|
|
|
|
|
by Dylan16807
501 days ago
|
|
Each thread on a CPU will go in the same order. Why would the reduction step of a single neuron be split across multiple threads? That sounds slower and more complex than the naive method. And if you do decide to write code doing that, then just the code that reduces across multiple blocks needs to use integers, so pretty much no extra effort is needed. Like, is there a nondeterministic-dot-product instruction baked into the GPU at a low level? |
|
Not unless you control the underlying scheduler and force deterministic order; knowledge of all the code running isn't sufficient, as some factors affecting threading order are correlated with physical environment. For example, minute temperature gradient differences on the chip between two runs could affect how threads are allocated to CPU cores and order in which they finish.

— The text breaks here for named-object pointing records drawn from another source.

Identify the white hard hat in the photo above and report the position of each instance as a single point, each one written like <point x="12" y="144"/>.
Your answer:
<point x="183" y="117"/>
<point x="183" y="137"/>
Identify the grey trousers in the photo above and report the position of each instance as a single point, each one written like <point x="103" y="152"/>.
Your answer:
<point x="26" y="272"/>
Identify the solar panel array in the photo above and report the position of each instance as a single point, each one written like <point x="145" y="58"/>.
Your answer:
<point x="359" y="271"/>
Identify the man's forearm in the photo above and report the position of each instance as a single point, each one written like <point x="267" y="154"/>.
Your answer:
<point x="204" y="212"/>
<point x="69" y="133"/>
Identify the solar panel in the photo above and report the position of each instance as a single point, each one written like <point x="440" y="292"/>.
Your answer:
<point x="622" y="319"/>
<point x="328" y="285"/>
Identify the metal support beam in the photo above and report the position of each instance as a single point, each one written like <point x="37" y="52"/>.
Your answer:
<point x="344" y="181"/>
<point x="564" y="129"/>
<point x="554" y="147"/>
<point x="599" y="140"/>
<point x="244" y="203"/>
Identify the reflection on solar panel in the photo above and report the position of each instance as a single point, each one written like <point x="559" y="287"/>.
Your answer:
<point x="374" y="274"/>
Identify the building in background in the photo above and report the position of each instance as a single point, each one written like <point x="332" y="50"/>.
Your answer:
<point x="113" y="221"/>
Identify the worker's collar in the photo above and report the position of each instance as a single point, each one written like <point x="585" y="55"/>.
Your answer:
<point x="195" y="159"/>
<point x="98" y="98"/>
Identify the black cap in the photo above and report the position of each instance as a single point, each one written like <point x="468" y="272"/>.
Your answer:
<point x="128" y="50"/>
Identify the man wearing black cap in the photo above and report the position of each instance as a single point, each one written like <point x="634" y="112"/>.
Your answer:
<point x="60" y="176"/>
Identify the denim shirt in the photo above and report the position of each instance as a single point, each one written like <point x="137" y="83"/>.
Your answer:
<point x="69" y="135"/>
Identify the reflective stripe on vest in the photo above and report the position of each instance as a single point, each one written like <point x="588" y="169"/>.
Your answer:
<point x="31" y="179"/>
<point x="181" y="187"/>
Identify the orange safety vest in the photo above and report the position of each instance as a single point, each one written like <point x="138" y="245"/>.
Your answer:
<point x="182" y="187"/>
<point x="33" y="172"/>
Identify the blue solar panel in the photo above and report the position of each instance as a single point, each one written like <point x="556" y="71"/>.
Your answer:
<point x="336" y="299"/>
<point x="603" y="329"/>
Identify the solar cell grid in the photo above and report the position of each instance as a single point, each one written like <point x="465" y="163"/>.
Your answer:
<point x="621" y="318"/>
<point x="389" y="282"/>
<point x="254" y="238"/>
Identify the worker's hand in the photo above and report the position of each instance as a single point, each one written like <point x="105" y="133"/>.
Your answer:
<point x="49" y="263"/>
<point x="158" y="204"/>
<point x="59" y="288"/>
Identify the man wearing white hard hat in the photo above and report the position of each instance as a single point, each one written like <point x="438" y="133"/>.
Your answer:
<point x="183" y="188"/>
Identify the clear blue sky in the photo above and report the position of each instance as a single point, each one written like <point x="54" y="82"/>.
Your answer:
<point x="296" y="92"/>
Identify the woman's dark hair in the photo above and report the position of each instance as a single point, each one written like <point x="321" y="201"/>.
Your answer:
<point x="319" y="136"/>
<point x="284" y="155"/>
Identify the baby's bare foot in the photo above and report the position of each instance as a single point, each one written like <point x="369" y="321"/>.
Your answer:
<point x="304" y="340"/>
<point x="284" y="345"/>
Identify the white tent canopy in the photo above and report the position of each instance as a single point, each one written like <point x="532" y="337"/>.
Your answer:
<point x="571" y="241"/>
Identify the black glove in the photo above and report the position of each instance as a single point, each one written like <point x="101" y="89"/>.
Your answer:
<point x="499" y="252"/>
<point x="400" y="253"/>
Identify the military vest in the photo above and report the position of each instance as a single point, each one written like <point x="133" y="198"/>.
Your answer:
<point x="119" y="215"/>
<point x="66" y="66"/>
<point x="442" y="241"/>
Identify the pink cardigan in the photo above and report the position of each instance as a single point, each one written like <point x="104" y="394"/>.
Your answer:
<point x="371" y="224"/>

> Why would the reduction step of a single neuron be split across multiple threads?
Doesn't have to, but can, depending on how many inputs it has. Being able to assume commutativity gives you a lot of flexibility in how you parallelize it, and allows you to minimize overhead (both in throughput and memory requirements).
> Like, is there a nondeterministic-dot-product instruction baked into the GPU at a low level?
No. There's just no dot-product instruction baked into GPU at low level that could handle vectors of arbitrary length. You need to write a loop, and that usually becomes some kind of parallel reduce.